MarkItDown can be tried here: matt palmer’s msftmd.

Docling: Detailed Parsing and Emerging Commercialization

Docling, highlighted by IBM’s VP of Product for AI Platform Armand Ruiz on LinkedIn, aims to preserve layout, reading order, and tables, even offering OCR for scanned (or otherwise inaccessible) PDFs. In my tests, it converted a ~100-page PDF into Markdown while maintaining much of the document’s structural integrity. On the downside, I encountered repetitive extraction of identical header images. This suggests room for improvement, but since Docling values community contributions, this may be fixed soon.

Armand mentioned on LinkedIn that commercial versions of Docling are “becoming available on IBM software”, which could refer to IBM watsonx.ai Text Extract in particular. For organizations that need advanced parsing and prefer solutions backed by a large vendor, such more polished, enterprise-focused distributions could be relevant. Meanwhile, the open-source version already supports a wide range of file formats at no additional cost.

PyMuPDF4LLM: Robust PDF Handling and Optional Office Support

Before Docling’s release, I relied on PyMuPDF4LLM for text extraction. PyMuPDF4LLM produces structured Markdown from PDFs and can be extended with a commercial PyMuPDF Pro license to handle Office documents as well. While I have not pushed it to the limit with complex layouts in a broad test, my experience has been that it offers robust, rather reliable PDF to Markdown conversion for downstream LLM use.

Jina AI Reader: API-Based Extraction with Some Gaps

Jina AI’s Reader API allows supplying URLs or documents and receiving Markdown-friendly output. In principle, this can streamline integration — just call the API and get results. When I tested it, however, I noticed some content omissions, such as missing code snippets, and unexpected escaping of certain characters. This suggests that while the convenience of an API-driven approach is appealing, it’s worth verifying the completeness and accuracy of the extracted text.
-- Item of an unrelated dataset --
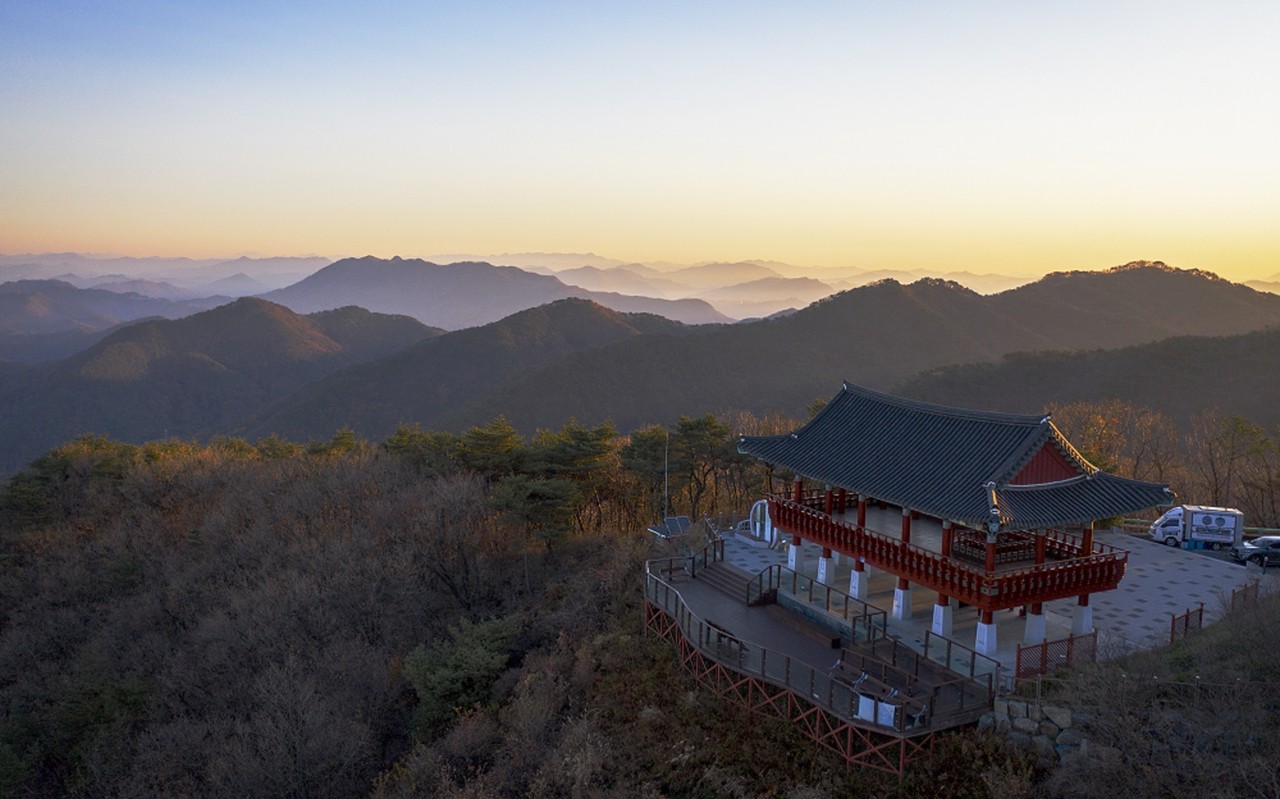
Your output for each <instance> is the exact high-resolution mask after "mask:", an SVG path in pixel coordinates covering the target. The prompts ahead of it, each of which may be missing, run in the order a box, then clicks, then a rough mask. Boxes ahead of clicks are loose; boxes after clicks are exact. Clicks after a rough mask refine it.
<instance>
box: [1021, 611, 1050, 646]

Jina, being Berlin-based, might resonate with organizations influenced by local buying preference as indicated by a recent survey.

Concluding the Differences

  • MarkItDown: Simple setup and minimal overhead, but limited structural fidelity and reliance on external utilities.
  • Docling: More faithful representation of complex documents, OCR support, and free multi-format handling. Some rough edges remain, but improvements can come from its open-source community, dedicated staff, or the emerging commercial variants IBM mentioned.
  • PyMuPDF4LLM: Strong base for PDF extraction, and can handle Office documents with PyMuPDF Pro. A solid option if you’re comfortable with PyMuPDF already and are open to licensing for extended features.
  • Jina AI Reader: Convenient API approach, but my tests showed occasional missing elements. Suitable if you prefer a service-based solution and, for some users, the local (German) presence might be a plus.

Each tool targets a similar problem - turning various document types into Markdown - but their approaches differ in complexity, accuracy, cost, and support structure. Depending on your priorities, one of these tools may better fit your needs.